# population normally distributed, sample not, parametric test allowesd?

#### BBD

##### New Member
population normally distributed, sample not, parametric test allowed?

Hi guys,

Imagine I know that my variable of interest (say blood glucose) is normally distributed in the population. But I have a small sample and after testing it I find that in the sample blood glucose is not normally distributed. Am I still allowed to do a parametric test (which requires a normal distribution of the sample data)?

I found a couple of things:
''Whatever the population looks like --normal, skewed, bimodal, whatever--a sample of individuals will display the same characteristics.'' This means that I know that my sample is SUPPOSED to be normally distributed if the population is normally distributed, but testing for a normal distribution says otherwise.
http://www.jerrydallal.com/LHSP/meandist.htm

''"If the population data are normally distributed, then we say that the
random variable Y_i follows a normal distribution. In this case the
estimator Ybar also follows a normal distribution."
-- Principles of econometrics, Carter Hill et al. third edition, p.507

Q1) Am I allowed to do a parametric test based on the fact that the variable is SUPPOSED to be normally distributed in my sample, or am I not allowed to do a parametric test based on the fact that testing points out that my sample is not normally distributed?
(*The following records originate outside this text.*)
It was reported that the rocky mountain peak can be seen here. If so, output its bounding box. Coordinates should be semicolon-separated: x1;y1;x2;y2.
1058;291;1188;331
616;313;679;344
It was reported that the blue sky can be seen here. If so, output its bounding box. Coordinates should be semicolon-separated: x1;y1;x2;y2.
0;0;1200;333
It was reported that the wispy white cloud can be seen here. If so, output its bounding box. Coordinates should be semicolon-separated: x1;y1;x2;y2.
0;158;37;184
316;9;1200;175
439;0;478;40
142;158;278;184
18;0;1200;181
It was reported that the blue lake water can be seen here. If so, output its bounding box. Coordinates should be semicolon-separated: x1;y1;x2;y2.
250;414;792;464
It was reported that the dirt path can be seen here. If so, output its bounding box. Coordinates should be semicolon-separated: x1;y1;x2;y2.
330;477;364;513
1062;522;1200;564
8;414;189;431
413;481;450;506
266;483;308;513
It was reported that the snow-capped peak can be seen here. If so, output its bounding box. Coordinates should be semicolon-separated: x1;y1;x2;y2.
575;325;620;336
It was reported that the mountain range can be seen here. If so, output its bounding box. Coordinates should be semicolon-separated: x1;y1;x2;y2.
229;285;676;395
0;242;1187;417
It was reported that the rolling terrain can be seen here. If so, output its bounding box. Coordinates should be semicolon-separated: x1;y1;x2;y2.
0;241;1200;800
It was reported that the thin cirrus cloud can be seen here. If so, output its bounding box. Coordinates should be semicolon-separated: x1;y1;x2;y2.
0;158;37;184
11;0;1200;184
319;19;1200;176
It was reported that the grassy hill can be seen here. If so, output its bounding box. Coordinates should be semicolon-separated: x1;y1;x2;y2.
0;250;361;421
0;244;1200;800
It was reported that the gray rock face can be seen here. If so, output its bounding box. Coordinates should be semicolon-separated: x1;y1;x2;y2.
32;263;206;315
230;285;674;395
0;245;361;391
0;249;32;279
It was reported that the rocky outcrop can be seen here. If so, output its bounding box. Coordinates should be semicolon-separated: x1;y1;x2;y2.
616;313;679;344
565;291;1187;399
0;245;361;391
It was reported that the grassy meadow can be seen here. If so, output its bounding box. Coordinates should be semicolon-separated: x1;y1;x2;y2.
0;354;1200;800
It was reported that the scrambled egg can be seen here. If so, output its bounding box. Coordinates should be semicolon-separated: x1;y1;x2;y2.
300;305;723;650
Q2) Now how do I know if the population is normally distributed? Imagine there is a large epidemiological study done with a large n and they found their sample is normally distributed. Can I conclude based on their findings that the population is likely normally distributed?

If you need me to eleborate on anything, please let me know. Thanks in advance.

Last edited:

#### krytellan

##### New Member
First, whether or not you can do a parametric test depends on which test you are wanting to do and what form of non-normality your data takes. Some tests handle some forms of non-normality better.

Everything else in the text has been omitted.